The Clover County Chronicles, Chapter 161

Welcome to the Clover County Chronicles, an ongoing neighbourhood story in The Sims 2!
Warning: this journal may contain uncensored nudity, violence, profanity and sexual themes.

Updates on Monday, Wednesday and Friday every week!

Click Here for Previous Entries!

Warning: things happen.


I see we have a party today.

Charles: Hello, Ms. White!
Daisy: What’s that faint buzzing sound, Melanie?

Melanie: That’s my boyfriend, Charles.
Daisy: Kind of a step down from your husband, isn’t he? Or, rather, an entire staircase.

Iris: We have visitors, ugly. In need of our help.

Kaylynn: I can’t wait to “help” Melanie the way she “helped” me.

Melanie: I have a bad feeling about this.

Nonsense! Who’d want to hurt you? Besides everyone.

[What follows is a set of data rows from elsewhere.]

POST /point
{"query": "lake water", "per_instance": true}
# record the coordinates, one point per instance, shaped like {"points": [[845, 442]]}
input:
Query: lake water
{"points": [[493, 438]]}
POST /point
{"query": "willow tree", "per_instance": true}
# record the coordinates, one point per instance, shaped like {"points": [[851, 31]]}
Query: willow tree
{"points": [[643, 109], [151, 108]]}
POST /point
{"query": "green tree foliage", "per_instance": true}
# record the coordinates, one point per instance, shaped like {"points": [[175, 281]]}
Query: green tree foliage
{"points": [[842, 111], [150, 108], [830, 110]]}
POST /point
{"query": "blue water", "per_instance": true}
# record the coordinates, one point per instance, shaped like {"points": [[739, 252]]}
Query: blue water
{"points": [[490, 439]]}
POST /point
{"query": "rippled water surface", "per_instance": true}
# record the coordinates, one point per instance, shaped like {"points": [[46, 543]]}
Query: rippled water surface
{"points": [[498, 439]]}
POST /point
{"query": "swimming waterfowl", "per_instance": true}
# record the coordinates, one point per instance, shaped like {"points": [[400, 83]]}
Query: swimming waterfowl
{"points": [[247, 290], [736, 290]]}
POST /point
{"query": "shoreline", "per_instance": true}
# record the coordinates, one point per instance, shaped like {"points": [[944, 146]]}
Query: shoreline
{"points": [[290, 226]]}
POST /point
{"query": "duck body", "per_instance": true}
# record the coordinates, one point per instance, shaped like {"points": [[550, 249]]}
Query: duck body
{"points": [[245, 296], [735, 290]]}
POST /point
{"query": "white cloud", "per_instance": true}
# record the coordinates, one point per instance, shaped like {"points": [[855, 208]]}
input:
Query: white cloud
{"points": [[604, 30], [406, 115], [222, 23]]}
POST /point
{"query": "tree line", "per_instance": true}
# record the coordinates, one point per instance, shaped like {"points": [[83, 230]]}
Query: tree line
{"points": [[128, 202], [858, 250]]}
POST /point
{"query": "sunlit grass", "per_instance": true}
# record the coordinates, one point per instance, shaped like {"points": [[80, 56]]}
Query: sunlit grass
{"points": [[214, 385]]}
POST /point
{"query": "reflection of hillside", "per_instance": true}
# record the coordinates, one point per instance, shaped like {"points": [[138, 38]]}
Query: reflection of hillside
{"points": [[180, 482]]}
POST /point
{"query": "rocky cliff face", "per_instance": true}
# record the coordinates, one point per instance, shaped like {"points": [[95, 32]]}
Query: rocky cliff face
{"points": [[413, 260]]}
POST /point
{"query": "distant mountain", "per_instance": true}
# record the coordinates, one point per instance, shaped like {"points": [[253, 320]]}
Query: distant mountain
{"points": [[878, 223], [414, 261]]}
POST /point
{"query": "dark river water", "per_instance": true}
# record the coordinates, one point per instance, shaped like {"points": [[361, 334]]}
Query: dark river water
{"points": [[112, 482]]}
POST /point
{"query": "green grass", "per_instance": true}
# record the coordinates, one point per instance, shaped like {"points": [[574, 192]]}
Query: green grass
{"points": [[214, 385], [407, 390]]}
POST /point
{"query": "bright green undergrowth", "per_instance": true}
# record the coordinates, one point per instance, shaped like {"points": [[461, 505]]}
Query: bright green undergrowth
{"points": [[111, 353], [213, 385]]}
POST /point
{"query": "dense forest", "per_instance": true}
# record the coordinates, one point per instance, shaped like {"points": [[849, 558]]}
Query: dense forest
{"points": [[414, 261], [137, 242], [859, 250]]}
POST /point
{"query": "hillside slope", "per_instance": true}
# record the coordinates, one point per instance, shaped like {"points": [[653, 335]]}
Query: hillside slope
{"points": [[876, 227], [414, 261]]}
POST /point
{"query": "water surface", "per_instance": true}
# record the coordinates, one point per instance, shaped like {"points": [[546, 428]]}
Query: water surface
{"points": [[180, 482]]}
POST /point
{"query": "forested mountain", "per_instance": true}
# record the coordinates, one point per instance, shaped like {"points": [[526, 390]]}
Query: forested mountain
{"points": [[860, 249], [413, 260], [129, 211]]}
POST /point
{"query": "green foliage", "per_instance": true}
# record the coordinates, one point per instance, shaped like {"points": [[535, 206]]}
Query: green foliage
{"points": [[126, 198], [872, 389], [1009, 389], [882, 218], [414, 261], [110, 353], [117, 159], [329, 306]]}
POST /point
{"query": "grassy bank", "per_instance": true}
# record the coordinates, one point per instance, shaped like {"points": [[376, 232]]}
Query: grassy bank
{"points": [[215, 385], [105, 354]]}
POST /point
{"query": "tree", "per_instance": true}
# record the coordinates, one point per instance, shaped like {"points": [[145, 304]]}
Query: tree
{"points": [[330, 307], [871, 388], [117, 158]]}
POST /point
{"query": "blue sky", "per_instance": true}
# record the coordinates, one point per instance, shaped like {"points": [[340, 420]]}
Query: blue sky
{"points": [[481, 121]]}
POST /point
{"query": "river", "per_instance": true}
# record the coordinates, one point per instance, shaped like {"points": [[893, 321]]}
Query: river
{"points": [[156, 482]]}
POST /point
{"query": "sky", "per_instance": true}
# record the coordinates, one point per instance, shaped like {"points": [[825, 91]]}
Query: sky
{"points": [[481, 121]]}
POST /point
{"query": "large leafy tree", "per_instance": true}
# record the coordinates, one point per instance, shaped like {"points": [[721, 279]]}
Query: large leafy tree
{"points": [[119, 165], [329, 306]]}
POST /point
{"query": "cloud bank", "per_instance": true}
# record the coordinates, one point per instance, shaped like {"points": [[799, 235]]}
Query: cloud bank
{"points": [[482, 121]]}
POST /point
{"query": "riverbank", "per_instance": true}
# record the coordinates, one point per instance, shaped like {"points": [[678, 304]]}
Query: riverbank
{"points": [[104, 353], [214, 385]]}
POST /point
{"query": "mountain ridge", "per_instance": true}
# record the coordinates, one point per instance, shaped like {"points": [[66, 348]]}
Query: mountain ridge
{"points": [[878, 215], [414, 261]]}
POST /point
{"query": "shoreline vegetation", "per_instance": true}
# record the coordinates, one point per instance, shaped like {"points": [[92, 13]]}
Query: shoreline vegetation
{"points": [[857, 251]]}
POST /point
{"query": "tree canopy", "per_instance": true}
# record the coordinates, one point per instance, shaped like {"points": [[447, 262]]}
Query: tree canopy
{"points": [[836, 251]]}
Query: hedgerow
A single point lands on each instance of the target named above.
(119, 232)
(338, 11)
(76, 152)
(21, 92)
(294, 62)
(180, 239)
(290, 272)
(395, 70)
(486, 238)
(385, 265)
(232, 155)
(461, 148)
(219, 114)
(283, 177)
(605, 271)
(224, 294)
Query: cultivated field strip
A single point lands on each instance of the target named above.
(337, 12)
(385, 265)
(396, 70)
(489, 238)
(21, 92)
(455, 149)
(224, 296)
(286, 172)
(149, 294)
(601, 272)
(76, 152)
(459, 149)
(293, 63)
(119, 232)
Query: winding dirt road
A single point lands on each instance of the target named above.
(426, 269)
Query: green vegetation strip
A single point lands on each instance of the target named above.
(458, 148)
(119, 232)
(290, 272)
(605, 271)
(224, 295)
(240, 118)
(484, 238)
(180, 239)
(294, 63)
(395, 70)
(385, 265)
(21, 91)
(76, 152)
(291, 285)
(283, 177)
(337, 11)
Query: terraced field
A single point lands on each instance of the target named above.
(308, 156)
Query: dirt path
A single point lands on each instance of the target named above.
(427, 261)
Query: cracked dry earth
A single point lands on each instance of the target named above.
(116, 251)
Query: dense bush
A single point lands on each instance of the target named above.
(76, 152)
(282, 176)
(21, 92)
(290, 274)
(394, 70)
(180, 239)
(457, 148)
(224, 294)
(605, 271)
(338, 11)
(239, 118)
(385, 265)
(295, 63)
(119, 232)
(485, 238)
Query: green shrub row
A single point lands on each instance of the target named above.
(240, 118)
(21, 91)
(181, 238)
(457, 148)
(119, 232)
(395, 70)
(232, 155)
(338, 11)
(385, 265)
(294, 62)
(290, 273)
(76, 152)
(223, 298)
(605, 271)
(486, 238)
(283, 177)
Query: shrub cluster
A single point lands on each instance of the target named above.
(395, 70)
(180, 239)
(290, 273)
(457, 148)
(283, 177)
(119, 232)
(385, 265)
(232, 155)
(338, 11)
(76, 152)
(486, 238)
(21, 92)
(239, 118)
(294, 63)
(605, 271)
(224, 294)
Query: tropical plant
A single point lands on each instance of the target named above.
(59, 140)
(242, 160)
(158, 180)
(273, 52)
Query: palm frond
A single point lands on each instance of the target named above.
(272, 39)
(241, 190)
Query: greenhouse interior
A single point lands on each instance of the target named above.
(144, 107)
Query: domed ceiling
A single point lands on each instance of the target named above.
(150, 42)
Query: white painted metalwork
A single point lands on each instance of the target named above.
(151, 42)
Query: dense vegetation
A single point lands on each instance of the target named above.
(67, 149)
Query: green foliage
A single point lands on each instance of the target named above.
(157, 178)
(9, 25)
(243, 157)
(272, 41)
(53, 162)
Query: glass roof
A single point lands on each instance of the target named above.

Daisy: You guys can stay at my house until you find your own place.
Charles: I’m not sure that’s such a hot idea.
Daisy: There’s that buzzing again.

Daisy: Thanks for sending me all of William’s money!
Melanie: It’s my money too.
Daisy: Oh yeah? How much does Zombie Queening pay, anyway?

Charles: I like her, she’s mean.
Melanie: She has to be! She plays Cecilia Phelps on TV!
Daisy: And other places too.

Iris: I thought you knew what you were doing.

Kaylynn: I’m a natural zombie, but I’m not up on the literature anymore.

Daisy: You guys can stay in Poppy’s old room! It’s the one beside the kitchen.
Melanie: I’m not sure we want to share a bed.
Daisy: Wait’ll the end of the day to see if that still matters.

Melanie: You think Charles and I will have that good a relationship after just one more day?
Daisy: Or, you know, other stuff might happen.

Melanie: What have you got down here?
Daisy: Your future.

Daisy: Specifically it’s in the room to your left at the base of the stairs.

Iris: Oh, you guys should totally check that room out, it’s got awesome stuff in it.
Charles: What kind of stuff?
Iris: Anybody else hear a weird sort of ringing noise?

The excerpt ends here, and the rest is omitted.